La “salita produttiva della prima vettura a marchio DS che passerà per la prima volta in linea al pilotino di Melfi già alla fine della prossima settimana”, spiegano Fim, Uilm, Fismic e Uglm, anticipando che la vettura sarà in linea già nell’ultimo quadrimestre 2024. Il modello in questione, di cui non si conoscono molti dettagli, dovrebbe essere leggermente più grande dell’attuale DS4. Nello stesso anno cesserà la produzione della Fiat 500X, che giungerà a fine carriera.

Nel 2025 sarà la volta dell’erede della Jeep Compass e di un secondo modello DS, che dovrebbe prendere ispirazione dalla concept Aero Sport Lounge del 2020 e configurarsi, quindi, come un Suv elettrico ad alte prestazioni.

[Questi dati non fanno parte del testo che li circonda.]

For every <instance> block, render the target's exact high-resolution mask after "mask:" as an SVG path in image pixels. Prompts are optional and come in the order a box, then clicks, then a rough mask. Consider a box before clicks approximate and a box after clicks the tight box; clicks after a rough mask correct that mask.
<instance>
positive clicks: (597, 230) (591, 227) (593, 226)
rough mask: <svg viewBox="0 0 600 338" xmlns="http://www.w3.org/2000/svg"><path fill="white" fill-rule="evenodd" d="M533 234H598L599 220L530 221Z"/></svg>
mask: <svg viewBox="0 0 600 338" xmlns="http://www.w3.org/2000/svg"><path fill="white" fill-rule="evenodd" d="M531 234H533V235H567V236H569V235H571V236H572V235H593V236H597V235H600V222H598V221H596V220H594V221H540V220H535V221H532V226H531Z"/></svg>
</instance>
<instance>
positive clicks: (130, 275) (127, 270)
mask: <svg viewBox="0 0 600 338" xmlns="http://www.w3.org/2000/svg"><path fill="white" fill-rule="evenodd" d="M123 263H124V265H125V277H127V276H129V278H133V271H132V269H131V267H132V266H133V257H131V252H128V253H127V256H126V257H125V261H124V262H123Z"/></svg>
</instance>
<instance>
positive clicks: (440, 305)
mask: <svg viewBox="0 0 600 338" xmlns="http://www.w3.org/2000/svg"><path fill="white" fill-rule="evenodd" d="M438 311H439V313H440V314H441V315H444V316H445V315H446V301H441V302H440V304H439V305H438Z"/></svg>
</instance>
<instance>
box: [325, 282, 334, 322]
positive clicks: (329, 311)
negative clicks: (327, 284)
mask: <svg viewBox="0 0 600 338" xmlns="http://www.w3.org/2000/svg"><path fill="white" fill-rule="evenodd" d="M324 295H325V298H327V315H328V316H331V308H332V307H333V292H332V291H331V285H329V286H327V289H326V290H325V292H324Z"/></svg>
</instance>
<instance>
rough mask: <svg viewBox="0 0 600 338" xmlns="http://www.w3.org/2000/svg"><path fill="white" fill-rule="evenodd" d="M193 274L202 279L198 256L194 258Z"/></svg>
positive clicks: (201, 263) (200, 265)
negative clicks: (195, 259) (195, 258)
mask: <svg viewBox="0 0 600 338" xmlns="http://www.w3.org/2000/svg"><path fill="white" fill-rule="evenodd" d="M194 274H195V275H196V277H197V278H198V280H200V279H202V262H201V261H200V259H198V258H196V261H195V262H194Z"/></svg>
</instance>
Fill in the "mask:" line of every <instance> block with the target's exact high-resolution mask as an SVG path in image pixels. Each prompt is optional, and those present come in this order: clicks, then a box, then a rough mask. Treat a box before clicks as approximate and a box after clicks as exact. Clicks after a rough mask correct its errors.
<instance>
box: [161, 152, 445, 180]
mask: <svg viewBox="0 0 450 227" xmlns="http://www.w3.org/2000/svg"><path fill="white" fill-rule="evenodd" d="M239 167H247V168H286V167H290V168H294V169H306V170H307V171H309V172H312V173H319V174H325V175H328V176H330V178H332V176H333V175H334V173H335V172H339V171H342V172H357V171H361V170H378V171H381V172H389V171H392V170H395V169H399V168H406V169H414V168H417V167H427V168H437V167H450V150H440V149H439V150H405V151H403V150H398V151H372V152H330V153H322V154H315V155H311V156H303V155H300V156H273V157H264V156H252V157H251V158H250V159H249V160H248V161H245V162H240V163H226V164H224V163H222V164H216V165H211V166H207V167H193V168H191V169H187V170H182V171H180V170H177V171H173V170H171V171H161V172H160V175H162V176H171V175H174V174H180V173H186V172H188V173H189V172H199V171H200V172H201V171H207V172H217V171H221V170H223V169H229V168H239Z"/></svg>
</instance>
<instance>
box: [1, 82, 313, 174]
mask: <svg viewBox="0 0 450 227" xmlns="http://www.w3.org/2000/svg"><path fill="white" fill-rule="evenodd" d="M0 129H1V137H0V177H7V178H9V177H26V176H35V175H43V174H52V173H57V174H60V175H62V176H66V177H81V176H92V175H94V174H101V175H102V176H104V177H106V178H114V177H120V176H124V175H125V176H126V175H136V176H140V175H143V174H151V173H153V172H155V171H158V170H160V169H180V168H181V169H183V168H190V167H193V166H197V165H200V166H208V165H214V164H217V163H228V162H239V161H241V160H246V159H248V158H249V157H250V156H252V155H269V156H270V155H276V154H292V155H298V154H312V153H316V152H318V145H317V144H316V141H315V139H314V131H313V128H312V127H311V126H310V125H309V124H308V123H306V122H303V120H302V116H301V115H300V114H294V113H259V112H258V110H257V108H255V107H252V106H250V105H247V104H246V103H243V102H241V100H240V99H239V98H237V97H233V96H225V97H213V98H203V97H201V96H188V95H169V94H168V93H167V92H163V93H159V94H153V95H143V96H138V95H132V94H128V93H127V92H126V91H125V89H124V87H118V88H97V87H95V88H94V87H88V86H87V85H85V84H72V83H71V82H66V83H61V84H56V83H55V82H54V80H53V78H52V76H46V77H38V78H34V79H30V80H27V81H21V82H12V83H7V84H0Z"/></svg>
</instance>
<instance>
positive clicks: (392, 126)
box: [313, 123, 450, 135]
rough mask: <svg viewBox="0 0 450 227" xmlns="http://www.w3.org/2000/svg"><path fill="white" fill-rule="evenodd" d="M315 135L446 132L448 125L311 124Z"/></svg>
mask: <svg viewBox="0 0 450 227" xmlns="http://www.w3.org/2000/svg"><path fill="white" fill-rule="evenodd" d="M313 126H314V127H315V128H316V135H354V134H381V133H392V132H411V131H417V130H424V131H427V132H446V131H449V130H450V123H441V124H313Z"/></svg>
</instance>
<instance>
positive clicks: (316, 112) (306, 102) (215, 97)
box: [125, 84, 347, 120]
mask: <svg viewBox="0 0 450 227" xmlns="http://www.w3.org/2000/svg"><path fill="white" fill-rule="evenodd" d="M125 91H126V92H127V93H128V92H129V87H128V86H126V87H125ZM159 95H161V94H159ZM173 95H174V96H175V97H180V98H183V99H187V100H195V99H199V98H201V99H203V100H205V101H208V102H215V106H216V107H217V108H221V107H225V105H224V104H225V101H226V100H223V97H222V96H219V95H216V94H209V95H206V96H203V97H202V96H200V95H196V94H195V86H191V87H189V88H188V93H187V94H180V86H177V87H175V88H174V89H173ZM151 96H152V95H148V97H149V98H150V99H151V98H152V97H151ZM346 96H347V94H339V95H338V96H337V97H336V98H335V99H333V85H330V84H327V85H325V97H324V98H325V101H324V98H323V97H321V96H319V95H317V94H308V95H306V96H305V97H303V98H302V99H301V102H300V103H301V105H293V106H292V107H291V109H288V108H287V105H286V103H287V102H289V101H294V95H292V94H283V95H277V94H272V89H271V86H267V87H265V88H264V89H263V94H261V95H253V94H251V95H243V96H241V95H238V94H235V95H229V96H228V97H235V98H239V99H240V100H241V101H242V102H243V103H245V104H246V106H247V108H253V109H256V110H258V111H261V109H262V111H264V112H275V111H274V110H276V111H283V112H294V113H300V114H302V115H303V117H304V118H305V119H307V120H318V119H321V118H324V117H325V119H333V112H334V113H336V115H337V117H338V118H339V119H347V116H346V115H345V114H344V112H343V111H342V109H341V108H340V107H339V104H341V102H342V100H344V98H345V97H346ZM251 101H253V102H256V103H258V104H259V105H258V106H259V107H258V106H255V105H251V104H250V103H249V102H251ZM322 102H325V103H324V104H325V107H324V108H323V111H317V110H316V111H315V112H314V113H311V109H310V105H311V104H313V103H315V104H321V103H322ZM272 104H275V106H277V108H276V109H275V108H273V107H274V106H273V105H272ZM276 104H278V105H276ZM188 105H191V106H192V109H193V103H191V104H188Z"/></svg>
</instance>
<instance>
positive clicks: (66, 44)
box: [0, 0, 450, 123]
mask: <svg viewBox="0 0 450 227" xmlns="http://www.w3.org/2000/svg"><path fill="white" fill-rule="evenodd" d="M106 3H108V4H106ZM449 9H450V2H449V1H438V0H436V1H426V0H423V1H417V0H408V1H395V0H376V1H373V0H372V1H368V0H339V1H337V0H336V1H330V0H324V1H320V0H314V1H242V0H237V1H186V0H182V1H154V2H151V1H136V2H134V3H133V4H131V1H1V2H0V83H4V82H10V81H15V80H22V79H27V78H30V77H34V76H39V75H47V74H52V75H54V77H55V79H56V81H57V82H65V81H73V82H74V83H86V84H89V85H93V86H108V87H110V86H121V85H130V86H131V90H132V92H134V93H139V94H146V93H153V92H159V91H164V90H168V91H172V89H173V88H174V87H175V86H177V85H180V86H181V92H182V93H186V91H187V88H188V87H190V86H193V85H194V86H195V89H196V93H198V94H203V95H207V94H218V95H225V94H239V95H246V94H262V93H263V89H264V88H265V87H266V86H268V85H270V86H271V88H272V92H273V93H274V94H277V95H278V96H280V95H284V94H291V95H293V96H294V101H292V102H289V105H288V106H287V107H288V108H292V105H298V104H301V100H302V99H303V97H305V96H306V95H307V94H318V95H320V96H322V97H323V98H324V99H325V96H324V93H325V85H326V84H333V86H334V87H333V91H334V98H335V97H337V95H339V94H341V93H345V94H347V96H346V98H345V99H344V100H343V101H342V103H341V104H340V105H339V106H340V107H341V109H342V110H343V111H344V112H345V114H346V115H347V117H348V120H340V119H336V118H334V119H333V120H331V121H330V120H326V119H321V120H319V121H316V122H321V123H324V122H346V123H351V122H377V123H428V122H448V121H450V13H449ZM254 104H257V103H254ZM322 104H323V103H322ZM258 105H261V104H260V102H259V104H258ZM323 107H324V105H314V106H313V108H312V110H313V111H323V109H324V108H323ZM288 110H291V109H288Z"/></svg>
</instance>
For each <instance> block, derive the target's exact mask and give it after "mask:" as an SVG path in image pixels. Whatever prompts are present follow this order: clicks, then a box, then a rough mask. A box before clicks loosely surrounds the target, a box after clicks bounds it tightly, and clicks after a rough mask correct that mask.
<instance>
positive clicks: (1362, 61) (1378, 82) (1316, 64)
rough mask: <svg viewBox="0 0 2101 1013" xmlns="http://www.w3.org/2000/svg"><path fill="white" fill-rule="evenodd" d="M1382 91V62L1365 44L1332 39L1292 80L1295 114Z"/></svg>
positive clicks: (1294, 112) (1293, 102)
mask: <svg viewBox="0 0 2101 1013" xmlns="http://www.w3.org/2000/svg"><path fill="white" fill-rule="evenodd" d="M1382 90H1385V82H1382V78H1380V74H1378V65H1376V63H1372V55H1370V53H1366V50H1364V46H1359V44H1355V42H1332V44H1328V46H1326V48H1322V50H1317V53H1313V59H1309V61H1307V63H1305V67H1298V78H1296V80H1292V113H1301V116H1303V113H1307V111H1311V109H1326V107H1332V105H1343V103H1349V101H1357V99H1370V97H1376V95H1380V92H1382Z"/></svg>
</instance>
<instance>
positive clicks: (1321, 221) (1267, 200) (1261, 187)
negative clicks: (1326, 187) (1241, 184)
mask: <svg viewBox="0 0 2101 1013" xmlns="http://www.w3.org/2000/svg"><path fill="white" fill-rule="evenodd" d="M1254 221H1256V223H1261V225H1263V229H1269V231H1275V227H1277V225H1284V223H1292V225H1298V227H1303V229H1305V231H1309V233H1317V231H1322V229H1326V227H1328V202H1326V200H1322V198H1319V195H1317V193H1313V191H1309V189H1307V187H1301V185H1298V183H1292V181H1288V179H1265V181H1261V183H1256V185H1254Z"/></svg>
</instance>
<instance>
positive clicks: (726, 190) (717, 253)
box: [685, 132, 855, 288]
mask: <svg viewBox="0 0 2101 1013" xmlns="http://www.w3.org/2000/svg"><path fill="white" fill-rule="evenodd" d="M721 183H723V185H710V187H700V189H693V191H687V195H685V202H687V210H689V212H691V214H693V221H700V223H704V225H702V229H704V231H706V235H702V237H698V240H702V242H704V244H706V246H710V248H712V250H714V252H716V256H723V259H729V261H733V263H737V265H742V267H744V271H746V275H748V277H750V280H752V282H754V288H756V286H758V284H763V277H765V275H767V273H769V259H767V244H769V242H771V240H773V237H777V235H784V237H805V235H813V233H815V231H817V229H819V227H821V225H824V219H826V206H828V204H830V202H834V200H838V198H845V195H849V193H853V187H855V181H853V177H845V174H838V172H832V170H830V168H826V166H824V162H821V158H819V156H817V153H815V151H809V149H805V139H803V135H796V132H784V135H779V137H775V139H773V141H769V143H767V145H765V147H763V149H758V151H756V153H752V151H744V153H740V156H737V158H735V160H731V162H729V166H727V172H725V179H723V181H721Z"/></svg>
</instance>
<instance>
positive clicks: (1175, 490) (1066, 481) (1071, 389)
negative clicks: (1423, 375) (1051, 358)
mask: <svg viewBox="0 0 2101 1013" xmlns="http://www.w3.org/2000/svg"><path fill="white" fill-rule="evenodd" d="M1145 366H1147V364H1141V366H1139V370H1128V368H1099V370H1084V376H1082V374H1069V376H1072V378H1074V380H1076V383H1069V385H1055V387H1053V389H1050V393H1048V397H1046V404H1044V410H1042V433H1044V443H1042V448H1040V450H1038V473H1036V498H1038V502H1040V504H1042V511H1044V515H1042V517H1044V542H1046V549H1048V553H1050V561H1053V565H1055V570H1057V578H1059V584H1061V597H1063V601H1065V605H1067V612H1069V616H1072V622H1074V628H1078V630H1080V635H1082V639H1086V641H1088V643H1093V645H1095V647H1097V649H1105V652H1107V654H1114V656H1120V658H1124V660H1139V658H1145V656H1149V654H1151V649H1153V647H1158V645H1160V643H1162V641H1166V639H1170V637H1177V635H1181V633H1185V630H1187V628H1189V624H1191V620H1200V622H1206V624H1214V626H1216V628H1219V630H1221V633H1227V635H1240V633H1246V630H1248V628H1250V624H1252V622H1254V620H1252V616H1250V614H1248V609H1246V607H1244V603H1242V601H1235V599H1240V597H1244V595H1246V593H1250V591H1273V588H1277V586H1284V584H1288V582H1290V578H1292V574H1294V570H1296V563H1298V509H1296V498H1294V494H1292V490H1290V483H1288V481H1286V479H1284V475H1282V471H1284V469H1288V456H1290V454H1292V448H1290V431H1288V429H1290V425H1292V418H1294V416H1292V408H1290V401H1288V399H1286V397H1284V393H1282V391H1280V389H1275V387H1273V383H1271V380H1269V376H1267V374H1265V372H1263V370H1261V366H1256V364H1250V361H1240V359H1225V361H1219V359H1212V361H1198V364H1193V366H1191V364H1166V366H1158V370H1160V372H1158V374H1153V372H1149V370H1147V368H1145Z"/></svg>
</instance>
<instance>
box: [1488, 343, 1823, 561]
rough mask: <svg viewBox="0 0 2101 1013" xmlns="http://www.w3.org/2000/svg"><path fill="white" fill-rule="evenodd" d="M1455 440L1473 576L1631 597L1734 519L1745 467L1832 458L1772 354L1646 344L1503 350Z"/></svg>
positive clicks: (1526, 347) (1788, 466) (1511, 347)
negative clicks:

Al termine del 2025, poi, si fermeranno definitivamente le linee produttive della Jeep Renegade, costruita dall’ormai lontano 2014.

Nel 2026, invece, esordiranno i veicolo a marchio Opel e Lancia. Per quanto concerne il brand italiano, dovrebbe trattarsi della nuova ammiraglia. Tutti i modelli in questione verranno assemblati sulla base tecnica della piattaforma Stla Medium.

“Per quanto concerne l’indotto di Melfi e la logistica, che per noi, come ribadito più volte, restano strategici al pari dello stabilimento centrale, Stellantis ha dichiarato che tutte le aziende che ne fanno parte stanno partecipando alle gare in corso”, spiegano i sindacati. Che aggiungono: “In questo processo complesso di transizione energetica, tutti devono fornire il loro apporto – partendo dalle istituzioni regionali e governative – affinché si possano creare le giuste condizioni per una trasformazione epocale del settore automotive che non produca danni sociali”.